Fleet: Hierarchical Task-based Abstraction for Megakernels on Multi-Die GPUs
Sangeeta Chowdhary, Ryan Swann, Sean Siddens, Muhammad Osama, Stephen Neuendorffer, Alexandru Dutu, Karthik Sangaiah, Sandeepa Bhuyan, Samuel Bayliss, Ganesh Dasika

TL;DR
Fleet introduces a hierarchical task model for multi-die GPUs that improves cache utilization and reduces memory traffic, leading to significant performance gains in memory-bound workloads.
Contribution
The paper proposes Chiplet-tasks and a persistent kernel runtime to better map computation to GPU chiplet hierarchies, addressing limitations of current programming models.
Findings
Fleet achieves 1.3-1.5x lower decode latency than vLLM.
L2 hit rate increases from 12% to 54% at batch size 32.
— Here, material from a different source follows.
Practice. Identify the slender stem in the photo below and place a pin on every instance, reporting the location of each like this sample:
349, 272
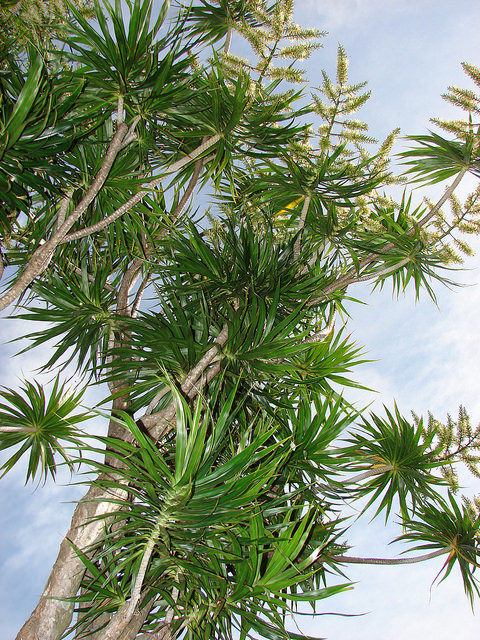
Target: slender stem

Reduces HBM traffic by up to 37% and delivers 1.27-1.30x speedup.
Abstract
Modern GPUs adopt chiplet-based designs with multiple private cache hierarchies, but current programming models (CUDA/HIP) expose a flat execution hierarchy that cannot express chiplet-level locality or synchronization. This mismatch leads to redundant memory traffic and poor cache utilization in memory-bound workloads such as LLM inference. We present Fleet, a multi-level task model that maps computation to memory scopes. Fleet introduces Chiplet-tasks, a new abstraction that binds work and data to a chiplet and enables coordination through its shared L2 cache. Wavefront-level, CU-level, and device-level tasks align with existing abstractions, while Chiplet-tasks expose a previously unaddressed level of the hierarchy. Fleet is implemented as a persistent kernel runtime with per-chiplet scheduling, allowing workers within a chiplet to cooperatively execute tasks with coordinated cache…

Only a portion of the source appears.